Parmi la cinquantaine d’opérations présentées à l’occasion de la 18e édition du Forum des projets urbains, le 13 novembre, au palais des Congrès de Paris (organisé par le groupe Innovapresse, éditeur d’Urbapress), nombreuses sont celles qui rayonnent au-delà de leur seul périmètre d’intervention. Démonstrations. 

Le territoire qui inspire

S’appuyer sur les richesses des Landes de Gascogne – la terre et la forêt – pour recomposer le centre-ville de Biganos. Afin de répondre aux besoins d’une ville morcelée – développer une nouvelle qualité de vie, offrir des logements mixtes, renforcer l’attractivité touristique et commerciale – Aquitanis, concessionnaire-aménageur de la ZAC (14,5 ha), s’est entouré de 2pm Architecture, entre autres, pour réinterroger le projet. "Une question est ressortie rapidement, celle de la matérialité", inspirée par les matériaux biosourcés locaux – terre crue, bois et fibres végétales – et l’architecture vernaculaire qu’ils accordent, comme un hommage à la géo-histoire du lieu, explique John Stritt, chef de projet aménagement chez Aquitanis. En réponse, "une écrite régionaliste, analogue", poursuit Paul Rolland, de l’agence 2pm Architecture, pour "inscrire des codes historiques dans une continuité contemporaine".
"On sait construire un bâtiment en terre crue", affirme le duo. Qu’en est-il d’un quartier ? La ZAC fait de Biganos un laboratoire d’expérimentation architecturale et urbaine en développant des systèmes de préindustrialisation ou en challengeant les protocoles techniques et réglementaires à l’échelle d’un projet urbain. Elle est aussi un prétexte pour redorer une filiale à haute valeur économique sur tout le territoire. "On aimerait construire 850 logements en terre crue. On n’y arrivera sûrement pas, mais on fera le maximum", assure Paul Rolland.
La ZAC est entrée en phase opérationnelle cette année. Une maison des chantiers rend compte des possibilités constructives offertes par les ressources et savoir-faire locaux.

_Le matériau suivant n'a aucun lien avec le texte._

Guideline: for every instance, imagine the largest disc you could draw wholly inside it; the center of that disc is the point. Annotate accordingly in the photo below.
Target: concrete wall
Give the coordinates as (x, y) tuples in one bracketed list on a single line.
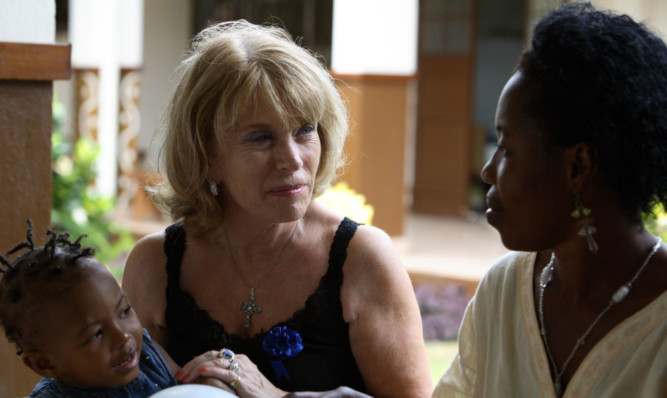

La ville des usages se discute

Expérimenter de nouvelles façons de produire la ville avec les habitants, en imaginant notamment des formes d’aménagement transitoire. C’est en substance l’objectif d’Ilotopia, démarche de concertation initiée par la Samoa, aménageur de l’île de Nantes, qui s’est entourée de l’agence What time Is I.T. Son directeur, Stéphane Juguet, explique qu’une méthode "sur mesure", élaborée en rapport avec les caractéristiques du quartier, a ainsi été mise en place. L’équipe, qui a placé "les imaginaires au cœur des pratiques", s’est affranchie des "discours incantatoires" pour élaborer "trois prototypes" d’initiatives, autour de la rue Besse, "la colonne vertébrale", alors confiée à des street artistes. Ou le "square à poubelles", refait en une semaine par les riverains, un projet "rotule", réalisé rapidement pour que ces derniers prennent vite conscience qu’ils sont au cœur de la mutation. Puis, la place Wattignies, que les habitants ont pu se réapproprier, avec un bus mis à leur disposition, s’est apaisée.
L’objectif ? Réaliser, à partir de ces démarches co-construites, un retour sur les usages, et alimenter, in fine, les réflexions et futures conceptions.

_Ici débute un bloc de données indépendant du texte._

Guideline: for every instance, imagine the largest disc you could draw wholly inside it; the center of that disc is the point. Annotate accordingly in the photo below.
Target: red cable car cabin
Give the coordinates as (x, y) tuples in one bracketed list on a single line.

Dans la cité des Ducs toujours, Nantes Métropole Aménagement veut faire du site de la caserne Mellinet un exemple en matière de co-construction. L’objectif étant de désenclaver ce quartier militaire, composé de 80 bâtiments, dont 20 seront conservés, et d’en faire un ensemble de 1 700 logements. "L’enclavement de cette caserne et sa relation complexe au voisinage font la particularité de ce projet", résume David Blondeau, responsable d’opérations pour Nantes Métropole Aménagement (propriétaire du terrain). Les porteurs de l’opération ont donc misé sur un "dialogue citoyen" avec les habitants du quartier. "Au début, les échanges ont été vifs", reconnaît Stéphane Pourrier, architecte-urbaniste de TGTFP. Des ateliers ont ainsi été organisés. "Cela permet à tout le monde de comprendre qu’il n’est jamais simple de fabriquer la ville". Au sein de ce futur quartier, des équipements publics sont prévus (8 000 m2), des activités économiques également (12 000 m2).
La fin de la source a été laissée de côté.